Advantages of navigation
Usually, people turn on navigation of Google Map during driving, one of the advantages is that you get to know about the route, then if there is a jam on the route then you already know and With time, you take an alternate route. But if you have not installed a mobile holder on the dash board in your car, get it immediately. The traffic police can cut your challan.

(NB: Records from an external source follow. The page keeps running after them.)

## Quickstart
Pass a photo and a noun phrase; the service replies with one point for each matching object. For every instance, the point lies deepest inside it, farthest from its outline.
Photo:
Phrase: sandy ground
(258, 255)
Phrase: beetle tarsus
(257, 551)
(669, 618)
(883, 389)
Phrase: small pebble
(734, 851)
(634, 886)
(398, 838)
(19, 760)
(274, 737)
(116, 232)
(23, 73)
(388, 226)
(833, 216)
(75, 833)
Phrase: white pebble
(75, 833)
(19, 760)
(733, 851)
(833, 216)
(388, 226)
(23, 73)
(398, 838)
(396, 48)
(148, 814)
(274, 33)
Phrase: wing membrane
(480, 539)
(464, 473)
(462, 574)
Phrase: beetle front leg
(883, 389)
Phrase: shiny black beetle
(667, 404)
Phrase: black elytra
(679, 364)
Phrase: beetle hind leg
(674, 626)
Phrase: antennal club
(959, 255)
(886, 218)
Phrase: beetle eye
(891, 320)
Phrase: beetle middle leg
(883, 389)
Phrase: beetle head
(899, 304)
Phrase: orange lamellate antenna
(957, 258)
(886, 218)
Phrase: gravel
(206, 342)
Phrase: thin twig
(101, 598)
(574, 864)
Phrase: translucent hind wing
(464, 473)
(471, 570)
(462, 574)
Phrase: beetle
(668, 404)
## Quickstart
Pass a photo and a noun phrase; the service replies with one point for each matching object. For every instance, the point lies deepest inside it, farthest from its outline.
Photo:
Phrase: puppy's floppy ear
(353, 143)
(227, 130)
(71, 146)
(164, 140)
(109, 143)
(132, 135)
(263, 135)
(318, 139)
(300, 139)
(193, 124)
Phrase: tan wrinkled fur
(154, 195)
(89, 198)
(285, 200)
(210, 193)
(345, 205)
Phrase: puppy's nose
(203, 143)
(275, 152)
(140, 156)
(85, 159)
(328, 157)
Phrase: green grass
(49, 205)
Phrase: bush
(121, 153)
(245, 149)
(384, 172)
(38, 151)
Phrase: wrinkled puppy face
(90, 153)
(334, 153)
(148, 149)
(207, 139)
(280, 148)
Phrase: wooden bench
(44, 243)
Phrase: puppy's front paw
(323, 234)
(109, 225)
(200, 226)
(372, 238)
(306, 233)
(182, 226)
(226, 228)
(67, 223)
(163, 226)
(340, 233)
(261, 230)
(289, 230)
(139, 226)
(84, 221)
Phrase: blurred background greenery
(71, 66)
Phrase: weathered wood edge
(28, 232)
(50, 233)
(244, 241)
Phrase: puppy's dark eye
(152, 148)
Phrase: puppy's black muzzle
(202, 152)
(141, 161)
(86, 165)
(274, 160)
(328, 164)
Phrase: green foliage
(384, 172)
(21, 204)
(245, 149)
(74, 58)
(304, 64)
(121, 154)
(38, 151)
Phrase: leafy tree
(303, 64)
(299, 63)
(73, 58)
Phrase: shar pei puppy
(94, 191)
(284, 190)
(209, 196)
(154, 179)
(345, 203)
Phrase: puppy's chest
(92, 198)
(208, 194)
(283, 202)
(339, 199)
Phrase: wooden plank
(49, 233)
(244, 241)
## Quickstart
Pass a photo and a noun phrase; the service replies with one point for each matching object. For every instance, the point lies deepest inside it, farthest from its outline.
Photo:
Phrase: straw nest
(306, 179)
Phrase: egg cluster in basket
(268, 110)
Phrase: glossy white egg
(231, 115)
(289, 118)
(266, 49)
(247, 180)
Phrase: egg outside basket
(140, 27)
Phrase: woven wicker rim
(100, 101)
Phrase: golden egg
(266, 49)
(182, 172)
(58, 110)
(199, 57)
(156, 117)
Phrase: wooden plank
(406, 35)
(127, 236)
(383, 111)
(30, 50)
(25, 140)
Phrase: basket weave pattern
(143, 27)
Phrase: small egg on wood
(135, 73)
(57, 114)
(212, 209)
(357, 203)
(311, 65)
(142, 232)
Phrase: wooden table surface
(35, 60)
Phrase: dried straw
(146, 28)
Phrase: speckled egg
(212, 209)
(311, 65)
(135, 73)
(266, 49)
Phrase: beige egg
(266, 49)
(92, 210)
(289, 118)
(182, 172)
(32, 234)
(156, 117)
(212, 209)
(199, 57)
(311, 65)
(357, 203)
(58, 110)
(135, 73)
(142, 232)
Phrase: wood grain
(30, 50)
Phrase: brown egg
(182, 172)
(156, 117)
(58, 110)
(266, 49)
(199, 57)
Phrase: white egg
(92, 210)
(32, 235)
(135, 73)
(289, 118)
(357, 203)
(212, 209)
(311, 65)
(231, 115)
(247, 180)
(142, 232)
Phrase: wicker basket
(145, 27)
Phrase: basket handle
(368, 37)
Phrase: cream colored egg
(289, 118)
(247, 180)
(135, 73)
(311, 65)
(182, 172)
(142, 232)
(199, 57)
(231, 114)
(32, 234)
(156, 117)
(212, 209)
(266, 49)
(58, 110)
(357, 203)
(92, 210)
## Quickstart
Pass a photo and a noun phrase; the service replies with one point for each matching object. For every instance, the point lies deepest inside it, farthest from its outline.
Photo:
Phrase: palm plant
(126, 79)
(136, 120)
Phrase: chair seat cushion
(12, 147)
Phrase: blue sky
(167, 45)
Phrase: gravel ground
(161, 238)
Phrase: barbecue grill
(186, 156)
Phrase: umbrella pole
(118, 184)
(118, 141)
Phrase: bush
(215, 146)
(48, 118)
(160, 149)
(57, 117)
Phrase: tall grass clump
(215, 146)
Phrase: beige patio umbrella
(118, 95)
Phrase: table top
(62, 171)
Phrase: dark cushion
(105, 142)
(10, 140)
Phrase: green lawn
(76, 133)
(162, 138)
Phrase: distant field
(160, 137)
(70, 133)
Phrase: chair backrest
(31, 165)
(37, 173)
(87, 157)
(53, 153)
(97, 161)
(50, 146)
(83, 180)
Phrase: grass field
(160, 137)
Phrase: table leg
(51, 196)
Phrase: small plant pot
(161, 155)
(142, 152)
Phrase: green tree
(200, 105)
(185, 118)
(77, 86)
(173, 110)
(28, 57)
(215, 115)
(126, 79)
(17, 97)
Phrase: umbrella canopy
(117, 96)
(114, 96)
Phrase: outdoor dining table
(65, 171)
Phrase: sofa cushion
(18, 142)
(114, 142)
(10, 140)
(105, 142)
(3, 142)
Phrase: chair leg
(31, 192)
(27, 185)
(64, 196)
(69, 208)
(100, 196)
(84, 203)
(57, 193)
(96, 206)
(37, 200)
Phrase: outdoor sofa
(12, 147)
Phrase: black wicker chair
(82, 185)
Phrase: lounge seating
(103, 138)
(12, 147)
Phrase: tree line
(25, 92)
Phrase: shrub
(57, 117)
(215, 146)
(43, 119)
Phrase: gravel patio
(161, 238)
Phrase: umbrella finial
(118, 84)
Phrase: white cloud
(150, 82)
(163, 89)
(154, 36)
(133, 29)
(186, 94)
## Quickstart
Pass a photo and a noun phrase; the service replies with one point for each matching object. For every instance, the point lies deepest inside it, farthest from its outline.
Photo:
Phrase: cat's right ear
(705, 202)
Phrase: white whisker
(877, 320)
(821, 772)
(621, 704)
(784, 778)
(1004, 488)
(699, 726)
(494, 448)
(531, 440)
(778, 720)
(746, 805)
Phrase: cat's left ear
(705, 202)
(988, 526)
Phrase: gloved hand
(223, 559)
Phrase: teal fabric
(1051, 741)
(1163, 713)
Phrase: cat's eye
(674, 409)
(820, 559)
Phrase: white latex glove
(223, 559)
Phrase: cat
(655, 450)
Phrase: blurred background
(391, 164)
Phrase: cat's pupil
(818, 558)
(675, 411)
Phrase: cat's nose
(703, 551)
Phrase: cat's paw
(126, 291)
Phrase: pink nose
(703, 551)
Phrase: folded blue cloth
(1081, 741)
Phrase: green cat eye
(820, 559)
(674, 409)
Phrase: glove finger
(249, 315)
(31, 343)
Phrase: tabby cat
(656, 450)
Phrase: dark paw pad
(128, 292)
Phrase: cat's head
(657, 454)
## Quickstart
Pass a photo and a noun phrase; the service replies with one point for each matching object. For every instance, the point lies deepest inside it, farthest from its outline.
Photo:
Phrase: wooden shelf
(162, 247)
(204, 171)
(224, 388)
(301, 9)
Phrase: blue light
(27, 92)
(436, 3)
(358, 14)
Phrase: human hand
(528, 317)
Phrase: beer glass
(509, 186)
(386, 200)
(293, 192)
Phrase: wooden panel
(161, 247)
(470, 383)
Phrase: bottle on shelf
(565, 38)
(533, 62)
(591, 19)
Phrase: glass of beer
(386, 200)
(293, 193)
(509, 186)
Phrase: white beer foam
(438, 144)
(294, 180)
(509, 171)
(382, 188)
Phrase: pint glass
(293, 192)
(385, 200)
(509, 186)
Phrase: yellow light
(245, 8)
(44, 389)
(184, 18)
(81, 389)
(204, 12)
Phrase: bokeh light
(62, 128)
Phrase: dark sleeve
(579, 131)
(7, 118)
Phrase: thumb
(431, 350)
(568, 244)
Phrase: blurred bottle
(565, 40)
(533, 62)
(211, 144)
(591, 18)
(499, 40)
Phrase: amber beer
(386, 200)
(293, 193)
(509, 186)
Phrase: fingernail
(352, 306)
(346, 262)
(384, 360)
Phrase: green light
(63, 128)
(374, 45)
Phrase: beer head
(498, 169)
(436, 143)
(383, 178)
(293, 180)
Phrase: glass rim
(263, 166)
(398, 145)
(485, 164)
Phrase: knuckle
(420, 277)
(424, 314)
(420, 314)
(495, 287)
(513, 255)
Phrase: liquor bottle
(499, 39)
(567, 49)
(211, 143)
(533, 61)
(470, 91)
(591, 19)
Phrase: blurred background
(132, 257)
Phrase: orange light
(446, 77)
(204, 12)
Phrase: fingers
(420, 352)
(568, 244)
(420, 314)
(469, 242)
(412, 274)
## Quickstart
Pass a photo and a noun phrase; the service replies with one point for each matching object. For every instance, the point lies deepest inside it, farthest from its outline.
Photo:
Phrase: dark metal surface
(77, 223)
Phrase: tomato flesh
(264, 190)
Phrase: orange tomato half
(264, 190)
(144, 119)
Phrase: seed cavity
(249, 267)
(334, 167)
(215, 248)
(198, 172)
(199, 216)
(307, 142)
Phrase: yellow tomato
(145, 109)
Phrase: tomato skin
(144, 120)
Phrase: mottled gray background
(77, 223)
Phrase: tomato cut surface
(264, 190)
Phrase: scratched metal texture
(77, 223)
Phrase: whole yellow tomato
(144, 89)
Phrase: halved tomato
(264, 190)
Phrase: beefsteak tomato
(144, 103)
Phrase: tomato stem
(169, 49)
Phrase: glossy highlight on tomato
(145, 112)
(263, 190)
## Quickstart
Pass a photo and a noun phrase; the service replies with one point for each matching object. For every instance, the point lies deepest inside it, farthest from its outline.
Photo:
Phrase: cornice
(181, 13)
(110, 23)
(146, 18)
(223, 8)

Use of mobiles while driving is illegal
Recently, in the capital Delhi, a man was driving a car while looking at the Google map, his mistake was that he did not have a mobile holder on the dash board of his car and he was driving with a phone in hand. Delhi Police invoiced the man. Delhi Police said that the person was using mobile while driving, which is illegal. However, the man argued that he was not talking to anyone on the phone, instead he had turned on the Google map in the phone and was using the phone to reach that location, so that he was repeatedly asked to address Don’t have to stop the car But Delhi Police refused to accept his plea.
Provision of challan in Motor Vehicle Act
The Delhi Police wrote in the crime column in the challan, ‘use of handheld communication device while driving’, that is, using a phone in hand while driving. The accused man did not put a mobile holder in his car and was using Google map with the phone in his hand. Delhi Police says that the Motor Vehicle Act prohibits talking or using on the phone while driving. At the same time, there is a risk of accident due to holding the phone in the hand, in this case also the challan has been cut in the same section. According to the police, people talk on the speaker of the phone while driving or are hands free, there is also a provision to cut the challan. Police say that anyone who gets distracted while driving a vehicle falls under the category of crime. According to the Motor Vehicle Act, there is a provision to deduct a challan of up to Rs 1000-5000 for committing an offense in this category.